Below is a summary for the entire country since 2020 till May 2021. At the end of 2019 we were forced off our old digital platform and onto a temporary one where we could only make one digital currency (Sarafu). We also started air-dropping this currency to anyone with a sim card in Kenya while trying all kinds of ways to connect Sarafu to humanitarian work. We grew from a few thousands users to over 50,000 and have seen roughly 3 Million USD worth of trade between users for basic needs - recorded in nearly 400,000 blockchain transactions. While the system has grown we've strive to return to the community based foundations we came from guided by a new director Shalia Agha..
Back to Basics
After over a year of sitting in this technical road stop (with only one currency) - all I can say is how much I miss creating community currencies one village at a time! Hopefully this month we will release a fully open source and modular version of our software and by the middle of the year be able to facilitate communities to develop their own community currencies again. The application process for creating a CIC we've been working on together with community groups, takes some of our current learning and applies them to our older pre-2020 - programs. The basic idea of for a CIC to be a producer credit
- or voucher for the goods and services of a well defined group and for that group to define how they will use these credits in community projects.
Foundations in Regeneration
2020 was also the year of Syntropic Agroforestry
- where community groups use it as a basis for their local groups would pool together their Sarafu and use it for maintenance and farm inputs, and after circulation in the community for school fees, haircuts, church tithing, etc. ... people can use it again for food from communal farms. This has grown out to 50 acres of such farming! These types of programs that anchor community currency to communal structures we hope to see grow more and more.
The Red Cross has just about completed a second pilot of CICs in informal settlements as part of COVID relief and resilience work. GIZ in Cameroon are working on their own CICs and we continue to consult many formal and informal groups on how to setup their own CICs digitally or with paper vouchers. Rather than connecting CICs to cash exchange, which creates an incentive to save them, connecting them to vulnerable assistance community asset development has remained the best practice.
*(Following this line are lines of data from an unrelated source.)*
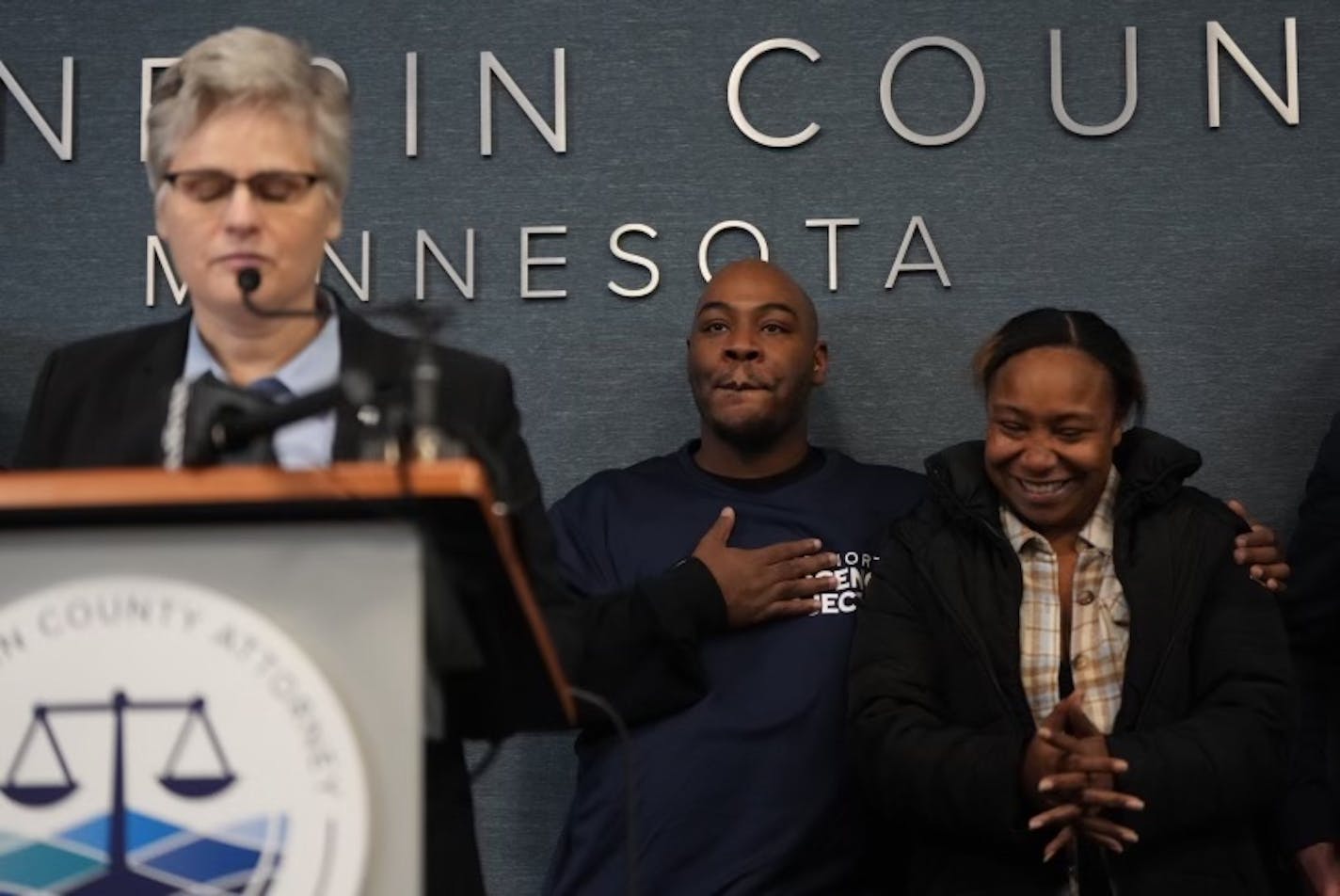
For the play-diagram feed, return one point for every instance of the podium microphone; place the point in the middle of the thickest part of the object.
(248, 281)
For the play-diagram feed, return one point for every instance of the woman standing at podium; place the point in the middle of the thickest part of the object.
(248, 162)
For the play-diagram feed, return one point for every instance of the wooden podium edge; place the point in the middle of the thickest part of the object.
(240, 487)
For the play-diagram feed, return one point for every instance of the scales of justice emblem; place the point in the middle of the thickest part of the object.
(234, 773)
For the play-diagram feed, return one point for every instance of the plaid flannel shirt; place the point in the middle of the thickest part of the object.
(1100, 619)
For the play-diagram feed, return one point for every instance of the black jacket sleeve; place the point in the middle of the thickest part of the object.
(1226, 757)
(914, 760)
(637, 648)
(1312, 615)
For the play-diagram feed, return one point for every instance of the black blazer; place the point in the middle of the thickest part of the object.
(102, 402)
(1312, 614)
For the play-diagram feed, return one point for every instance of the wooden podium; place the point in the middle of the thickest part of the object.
(402, 584)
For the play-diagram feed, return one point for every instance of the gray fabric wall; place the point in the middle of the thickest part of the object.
(1210, 249)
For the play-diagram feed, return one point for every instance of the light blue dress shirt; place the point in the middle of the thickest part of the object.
(306, 443)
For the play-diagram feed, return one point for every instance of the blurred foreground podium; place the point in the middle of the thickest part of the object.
(220, 680)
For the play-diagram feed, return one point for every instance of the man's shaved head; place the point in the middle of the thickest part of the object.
(755, 357)
(762, 280)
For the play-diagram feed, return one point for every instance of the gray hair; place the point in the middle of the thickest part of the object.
(248, 66)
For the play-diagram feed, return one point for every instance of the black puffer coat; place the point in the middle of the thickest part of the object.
(941, 721)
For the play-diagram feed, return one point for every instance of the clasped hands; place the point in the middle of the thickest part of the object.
(1071, 778)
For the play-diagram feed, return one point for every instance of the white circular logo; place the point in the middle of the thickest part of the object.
(157, 737)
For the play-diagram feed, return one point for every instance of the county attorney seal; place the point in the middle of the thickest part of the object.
(157, 737)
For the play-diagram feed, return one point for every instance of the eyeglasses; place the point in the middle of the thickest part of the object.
(211, 185)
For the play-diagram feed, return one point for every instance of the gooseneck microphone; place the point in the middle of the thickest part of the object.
(233, 427)
(248, 281)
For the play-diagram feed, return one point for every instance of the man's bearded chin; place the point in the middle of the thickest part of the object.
(752, 437)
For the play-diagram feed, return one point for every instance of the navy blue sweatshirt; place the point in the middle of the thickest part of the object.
(749, 791)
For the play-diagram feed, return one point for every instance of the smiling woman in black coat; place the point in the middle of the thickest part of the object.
(1154, 775)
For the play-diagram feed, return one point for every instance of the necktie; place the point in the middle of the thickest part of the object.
(262, 450)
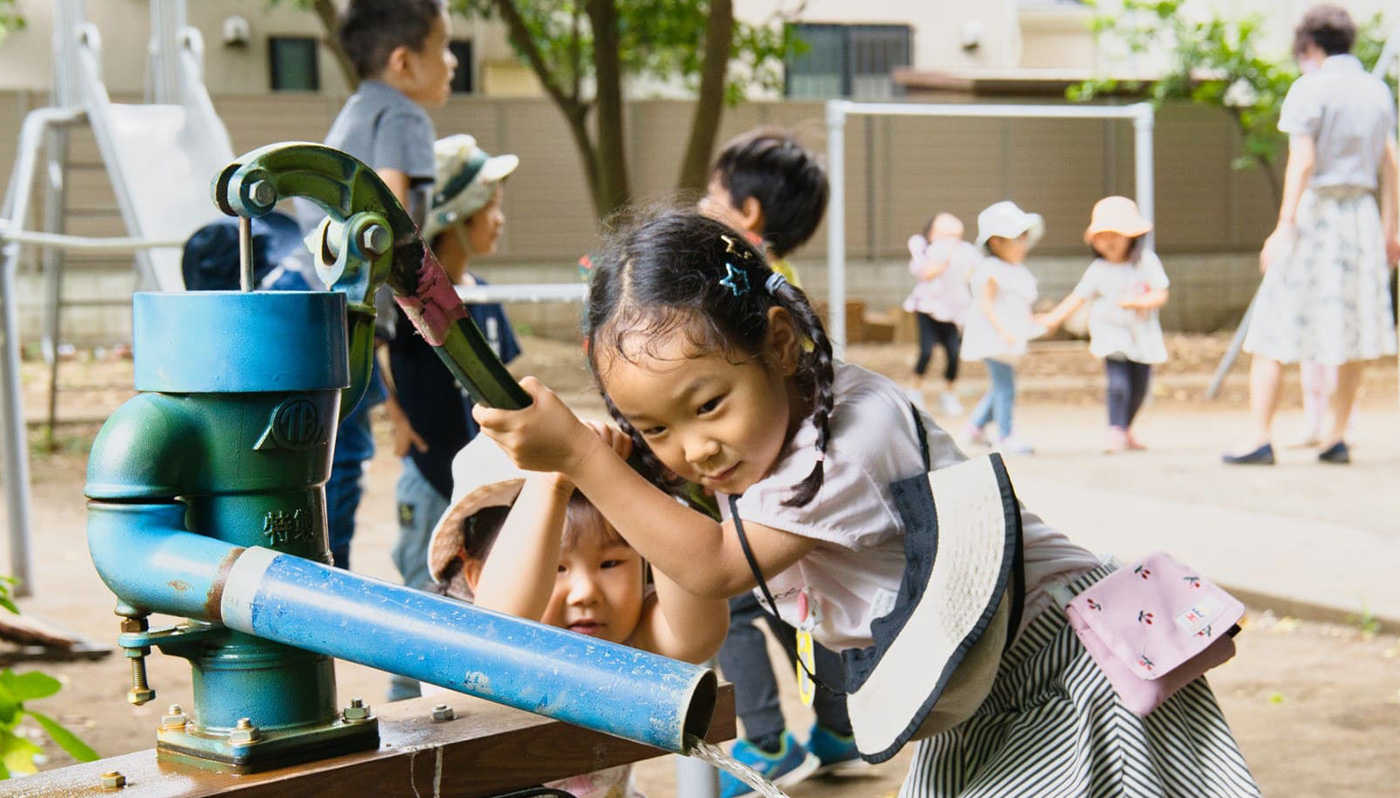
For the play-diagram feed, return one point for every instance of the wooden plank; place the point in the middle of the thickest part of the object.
(489, 749)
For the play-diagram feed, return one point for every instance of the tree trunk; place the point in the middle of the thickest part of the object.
(612, 189)
(331, 21)
(718, 35)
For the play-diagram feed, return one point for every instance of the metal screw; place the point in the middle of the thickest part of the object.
(174, 718)
(356, 711)
(375, 240)
(140, 692)
(262, 192)
(244, 732)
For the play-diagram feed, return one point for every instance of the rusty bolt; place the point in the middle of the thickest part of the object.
(262, 192)
(174, 718)
(356, 711)
(140, 692)
(244, 732)
(375, 240)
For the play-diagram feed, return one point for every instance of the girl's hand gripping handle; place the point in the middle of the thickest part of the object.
(543, 436)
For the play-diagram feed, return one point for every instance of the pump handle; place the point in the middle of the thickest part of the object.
(368, 241)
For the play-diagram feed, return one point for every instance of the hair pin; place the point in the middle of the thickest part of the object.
(735, 279)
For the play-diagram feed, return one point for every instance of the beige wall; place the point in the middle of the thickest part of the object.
(25, 60)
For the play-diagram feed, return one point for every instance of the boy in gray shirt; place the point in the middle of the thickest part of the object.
(399, 49)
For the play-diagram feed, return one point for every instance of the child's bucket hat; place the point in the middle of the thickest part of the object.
(1116, 214)
(1007, 220)
(483, 476)
(465, 177)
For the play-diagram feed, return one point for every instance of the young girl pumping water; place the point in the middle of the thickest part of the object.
(1126, 284)
(835, 494)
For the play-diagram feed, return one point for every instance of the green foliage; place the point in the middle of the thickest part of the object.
(657, 38)
(17, 752)
(10, 18)
(1214, 62)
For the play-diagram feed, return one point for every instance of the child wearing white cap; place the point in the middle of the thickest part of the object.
(1000, 322)
(464, 221)
(527, 543)
(1126, 284)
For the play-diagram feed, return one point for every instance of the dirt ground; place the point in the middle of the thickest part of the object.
(1315, 706)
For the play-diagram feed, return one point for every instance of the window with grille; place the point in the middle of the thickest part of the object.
(293, 63)
(846, 60)
(462, 77)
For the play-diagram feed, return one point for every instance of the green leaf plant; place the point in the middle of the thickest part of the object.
(17, 752)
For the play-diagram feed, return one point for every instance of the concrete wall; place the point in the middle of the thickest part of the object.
(899, 172)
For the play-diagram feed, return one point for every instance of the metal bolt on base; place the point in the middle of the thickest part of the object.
(356, 713)
(244, 732)
(174, 718)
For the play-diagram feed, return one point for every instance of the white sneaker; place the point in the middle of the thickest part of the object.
(949, 403)
(1015, 445)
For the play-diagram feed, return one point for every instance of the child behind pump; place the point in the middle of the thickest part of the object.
(770, 188)
(528, 545)
(1124, 287)
(724, 377)
(1000, 321)
(942, 262)
(399, 52)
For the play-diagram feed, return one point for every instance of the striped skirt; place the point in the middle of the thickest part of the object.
(1053, 727)
(1329, 298)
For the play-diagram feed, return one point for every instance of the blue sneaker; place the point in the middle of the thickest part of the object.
(836, 753)
(790, 765)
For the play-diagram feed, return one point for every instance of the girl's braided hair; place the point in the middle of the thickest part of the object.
(679, 272)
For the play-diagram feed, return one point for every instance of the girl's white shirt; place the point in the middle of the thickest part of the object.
(1015, 294)
(947, 296)
(1122, 332)
(856, 569)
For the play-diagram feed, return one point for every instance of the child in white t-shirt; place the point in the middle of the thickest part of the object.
(941, 261)
(528, 545)
(1000, 322)
(724, 377)
(1126, 286)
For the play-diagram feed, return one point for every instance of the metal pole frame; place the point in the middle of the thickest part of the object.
(1141, 114)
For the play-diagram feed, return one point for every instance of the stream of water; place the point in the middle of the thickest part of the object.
(714, 755)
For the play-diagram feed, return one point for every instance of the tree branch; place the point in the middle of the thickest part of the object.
(521, 38)
(329, 17)
(704, 125)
Below is a summary for the entire country since 2020 based on research data:
Note that while 1 Sarafu is socially pegged to 1 Kenyan Shilling. The actual value of Sarafu compared to the Kenyan shilling will vary based on the user.
The above graphic shows COVID starting in April 2020 with increased Sarafu usage, eventually ebbing off by October 2020 - leading toward a more steady state by January 2021. While registrations continue to grow currently via airdropping Sarafu- without strong community anchors that growth isn't sustainable.
Zooming in on Kisauni which started with Red Cross volunters in early 2021
Note. Ignore the last data point for the morning the data was sampled.
Working in Kisauni started with the Kenyan Red Cross Cash Transfer Program (CTP)team going through and identifying the vulnerable households along with local leaders and community health volunteers. These 1,500 vulnerable householders were given cash transfers monthly while also being enrolled in CIC (Sarafu) along with their neighbors. Overall over 5,000 people in Kisauni joined the network and have traded basic needs with among each other over 13,000 times over roughly 4 months. These users are currently forming community groups that will support the program long term and also being supported by local industry partners. This is an example of airdropping 100 Sarafu onto vulnerable people in COVID crisis and working with them to form groups. 1,500 vulnerable households received cash aid (with no connection to Sarafu at all) . This cash aid helps but doesn't stay circulating in the community like CIC does. The, over 5000, users in the area form a resilient trade network that is growing daily and will continue supporting the vulnerable long term.
Above are the 1,396 CTP users that signed up for CIC so far and how much Sarafu they have spent in various categories. CIC seems to be helping them longer term than we would expect the cash transfer to and it is connecting them into a larger community of support and stable markets.
Despite many doubts, this trial of running a cash transfer program in parallel with airdropped CIC has created significant impacts and continues to grow through the adoption of local stakeholders and community groups.